Das ist es, was Coaching für uns tut: "Es ist die moderne Methode, Menschen dabei zu unterstützen, ihre eigenen (Hervorhebung von mir) Kräfte zu aktivieren, um sich selbst zu helfen und auf ganz eigene Lösungen zu kommen." (Sabine Asgodom, So coache ich, Kösel Verlag, S. 7)
Die Wertschätzung, die mir so geholfen hatte in der Therapie, liegt schon im Coaching - Ansatz: der Coach weiß, dass der Klient seine Lösung und alle Ressourcen zur Verwirklichung derselben in sich trägt. Der Coach - wenn er oder sie denn ein guter Coach ist - bewundert die natürliche Intelligenz, die in jedem Problem liegt und die den Klienten, die Klientin dazu bewegt, ganz eigene kreative Entwicklungsschritte zu gehen. 
Das ist meine Definition von Wertschätzung.
So habe ich es auch heute wieder bei meiner Klientin erlebt: Ich war nur die Stichwortgeberin, diejenige, die die guten Fragen stellt. Alle Lösungen purzelten aus ihr heraus und ich stand am Flipchart und kam kaum mir der Visualisierung hinterher!!!
Dann ergibt sich natürlich die Frage, die ich im Titel stelle:

Und dafür soll irgendjemand Geld ausgeben?

Noch mal zurück zur Therapie: meine 25 Sitzungen damals kosteten die Solidargemeinschaft viel Geld. Denn sie wurden von der Krankenkasse bezahlt, nachdem meine Therapeutin mir eine "behandlungswürdige" Diagnose verpasst hatte: Panikattacken!


Panikattacken...!

Göttin - sei - Dank mache ich mir nix aus Etiketten - ich kenne allerdings Menschen, die durch ihre - von der Krankenkasse geforderte - Diagnose erst "richtig" krank wurden. Kann nicht sein? Oh, doch, kann, ich erlebte es kürzlich erst selbst, als mein Knie "in der Röhre" war und die Diagnose: "schwere Arthrose" im darauf folgenden Bericht stand. Eigentlich... war ich wegen meines Rückens beim Arzt und erwähnte gelegentliche Schmerzen im Knie nur am Rande, die standen dann aber auf dem Zettel für die "Röhre" - und wurden nach der Diagnose prompt so stark, dass ich eine Woche lang Schmerztabletten nehmen "musste". (Das Ganze ist bekannt unter dem schönen Namen "Nocebo - Effekt") 

Tja, und dann war da noch die Dauer (mal abgesehen von der Klimaschädigung... jedes Mal 100 km Fahrt mit dem Auto ist CO2 neutral nicht zu haben) der Therapie. Ja, es war schön, dass mir 25 Sitzungen (= 1 Jahr) zugehört wurde. Mittlerweile denke ich: Ich wäre auch glücklich gewesen, nach 5 Sitzungen die Anerkennung für meine Problemlösungstrategien zu erfahren, die ich damals in der 24. und 25. Sitzung fand.

In einem Coaching hätte ich (nach heutigen Tarifen) vielleicht 6 Sitzungen gebraucht und dafür 300 - 500 Euro auf den Tisch gelegt. Und die Gesellschaft hätte von den positiven Effekten profitiert und keinen Cent dazu legen müssen.

Und möglicherweise hätte ich noch Instrumente und Werkzeuge mitgenommen, die ein zukünftiges Selbstcoaching möglich gemacht hätten, mich also zu mehr Eigenverantwortung und Selbständigkeit gebracht hätten.

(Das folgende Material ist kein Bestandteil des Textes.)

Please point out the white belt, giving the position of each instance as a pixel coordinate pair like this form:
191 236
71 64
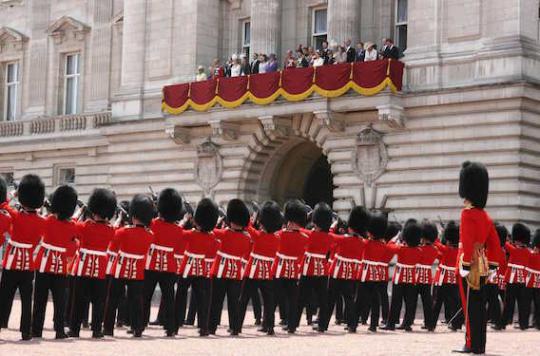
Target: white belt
261 257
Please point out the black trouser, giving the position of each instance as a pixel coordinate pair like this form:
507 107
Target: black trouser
308 286
288 290
10 282
403 292
449 295
517 292
343 288
135 291
424 290
88 290
56 283
493 304
252 287
221 287
166 282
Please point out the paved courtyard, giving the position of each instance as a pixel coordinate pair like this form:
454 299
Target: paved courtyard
335 342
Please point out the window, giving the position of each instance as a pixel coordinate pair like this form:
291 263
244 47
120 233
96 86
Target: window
246 37
11 85
319 28
401 24
71 83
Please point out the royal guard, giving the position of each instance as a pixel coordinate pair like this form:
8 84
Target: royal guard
286 267
226 272
516 277
258 272
89 268
128 270
199 244
314 266
478 253
161 265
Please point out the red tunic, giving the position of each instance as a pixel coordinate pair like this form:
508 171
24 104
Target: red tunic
292 244
232 253
59 238
94 239
161 254
263 253
347 257
314 262
133 244
518 261
428 255
26 231
199 245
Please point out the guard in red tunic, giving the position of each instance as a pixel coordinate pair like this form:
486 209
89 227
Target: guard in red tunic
128 270
161 265
258 272
51 262
516 277
314 266
478 253
226 273
286 267
445 282
89 267
18 267
199 245
404 280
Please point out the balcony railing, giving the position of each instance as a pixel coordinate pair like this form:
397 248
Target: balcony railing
55 124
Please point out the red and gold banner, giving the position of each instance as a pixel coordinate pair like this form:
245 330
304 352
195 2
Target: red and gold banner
296 84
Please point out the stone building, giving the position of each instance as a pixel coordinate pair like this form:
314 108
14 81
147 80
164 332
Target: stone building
81 89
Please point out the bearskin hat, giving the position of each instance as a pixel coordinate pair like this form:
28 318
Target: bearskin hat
322 216
64 202
296 212
359 220
142 208
377 226
474 183
31 191
429 231
412 234
270 217
521 233
451 233
170 205
502 231
102 202
237 212
206 215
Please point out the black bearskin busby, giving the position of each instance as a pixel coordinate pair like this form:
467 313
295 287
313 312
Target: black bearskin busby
322 216
237 213
102 202
206 215
270 217
31 191
170 205
64 202
474 183
142 208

Scheint doch sinnvoll, fürs Coaching zu bezahlen, oder was meint Ihr?

PS: Um evtl. Einwänden zu begegnen: natürlich bin ich dafür, dass bei schwerwiegenden Krankheiten (Depression, Trauma, Borderline etc. pp.) auch heute Therapie gegeben wird und natürlich bin ich dafür, dass die Solidargemeinschaft dieses trägt, weil es jede/n von uns treffen kann! 
Mir geht es um Selbstermächtigung in Problemsituationen und dass ich für diese auch selber zahle - und zwar wesentlich weniger als für eine Therapie gezahlt wird. Und mir geht es auch darum, dass Ursachenforschung in der Kindheit - wie in vielen Therapien - nicht immer nötig ist.